Gross margin can be used to inform pricing
One advantage of calculating gross margin is that it can help you determine whether or not you are pricing your company’s products or services appropriately. It can also help you respond to changes in the cost of materials, which affect your margin directly.
If, for example, you work in the construction industry, you may experience fluctuations in the price of lumber and labor. If the price of materials doubles and your selling price stays the same, your gross margin will decrease.
For example, let’s say that you typically charge $480,00 to build an 1,800-square-foot house, knowing that your labor costs will total around $180,000 and the cost of materials will run you $130,000. This would leave you with a gross profit of $160,00, because $480,000 - ($180,000 + $130,000) = $160,000. Your gross margin (or gross profit / net sales) would be 33%, as $160,000 / $480,000 = .33.

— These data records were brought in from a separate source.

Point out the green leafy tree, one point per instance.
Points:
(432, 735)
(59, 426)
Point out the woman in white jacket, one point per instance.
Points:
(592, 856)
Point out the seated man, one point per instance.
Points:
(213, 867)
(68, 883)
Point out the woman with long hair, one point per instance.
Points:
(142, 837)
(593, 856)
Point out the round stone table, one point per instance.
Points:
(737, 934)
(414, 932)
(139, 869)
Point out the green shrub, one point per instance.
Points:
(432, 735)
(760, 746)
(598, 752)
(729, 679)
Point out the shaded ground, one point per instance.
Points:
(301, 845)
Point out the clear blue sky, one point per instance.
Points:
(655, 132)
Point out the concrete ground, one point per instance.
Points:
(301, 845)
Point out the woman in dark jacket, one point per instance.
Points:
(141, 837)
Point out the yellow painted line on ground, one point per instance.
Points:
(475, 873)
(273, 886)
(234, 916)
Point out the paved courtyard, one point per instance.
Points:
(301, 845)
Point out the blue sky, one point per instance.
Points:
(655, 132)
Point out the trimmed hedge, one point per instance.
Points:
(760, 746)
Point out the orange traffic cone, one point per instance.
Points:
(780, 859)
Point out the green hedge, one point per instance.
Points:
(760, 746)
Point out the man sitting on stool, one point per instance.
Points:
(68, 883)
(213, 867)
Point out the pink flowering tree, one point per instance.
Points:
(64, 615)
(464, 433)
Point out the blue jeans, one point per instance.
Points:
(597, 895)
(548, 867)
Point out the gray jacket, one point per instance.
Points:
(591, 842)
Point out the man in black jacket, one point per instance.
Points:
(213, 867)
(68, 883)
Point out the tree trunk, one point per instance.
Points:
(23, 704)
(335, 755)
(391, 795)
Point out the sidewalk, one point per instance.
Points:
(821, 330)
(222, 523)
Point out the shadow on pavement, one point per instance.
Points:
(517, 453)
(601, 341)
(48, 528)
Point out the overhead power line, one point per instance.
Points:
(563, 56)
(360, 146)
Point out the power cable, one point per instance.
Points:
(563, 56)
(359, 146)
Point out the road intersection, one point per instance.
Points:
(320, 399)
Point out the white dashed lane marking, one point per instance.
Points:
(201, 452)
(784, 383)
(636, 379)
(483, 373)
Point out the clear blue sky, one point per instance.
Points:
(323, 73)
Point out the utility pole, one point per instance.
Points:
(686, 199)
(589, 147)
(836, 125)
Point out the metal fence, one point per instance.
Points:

Now let's say that your labor costs in the third quarter increase by 1.3 and the cost of materials increases by 1.5. Your cost of goods sold is now $234,000 (labor) + $195,000 (materials), or $429,000, your gross profit is $51,000, and your gross margin is 10.6%. This is a significant decrease in margins, and it’s a sign that your business needs to either find a way to reduce labor and material costs or increase its selling prices.
Provides a good idea of a business’s profitability
As a measurement of the viability of your business model, gross margin gives you a good idea of the profitability (and future profitability) of your business.
For example, let’s return to the construction company discussed in the example above. While both gross margin and gross profit are flashing red warning signs in this example, gross margin is particularly helpful in assessing profitability because it accounts for fluctuations in sales volume. Let’s say that this company built six houses in Q3 and only one house in Q1 (before the increase in cost of goods sold). In this case, their gross profit in Q3 ($306,000) would exceed their gross profit in Q1 ($160,000).
Monitoring gross profit only would lead this business owner to believe that their business was becoming more profitable over time. Examining gross margin, however, reveals a significant decrease in profitability that was disguised in gross profit reporting by an uptick in sales.
Indicates growth potential
All kinds of factors can affect your business’s short-term profitability. Splurging on a top-of-the-line automated cow-milking machine might set your dairy farm back $20,000 in a single month, and an atypically hot July might send your ice cream sales soaring.
Neither of these events, however, is a particularly good indicator of your growth potential. To assess this, you need a metric that measures how much money you make on a sale.
By telling you how profitable your business is before operating expenses are factored in, gross margin can help you assess your growth potential. A high gross margin suggests that you are positioned for growth: all you need to do to increase profits is increase sales and minimize expenses. If, however, your gross margins are weak, attempting to increase profits by scaling your business will yield meager results. Instead, you can increase profits (and gross margins) by raising your selling prices, lowering your production costs, or both.
Running a business is sometimes compared to building a plane while flying it, and for good reason. Dealing with changing material costs, staff turnover, and market-driven fluctuations in demand (all while depending on your business’s profitability to pay your rent) can feel a bit like duct-taping an engine in mid-air while simultaneously pulling up to avoid a mountain range.
Think of business accounting as your flight plan, and your accountant, if you have one, as your co-pilot. While you’re putting out fires, metrics like gross margin can assure you that you are on track to reach your goals—or let you know if you need to change course to protect the bottom line.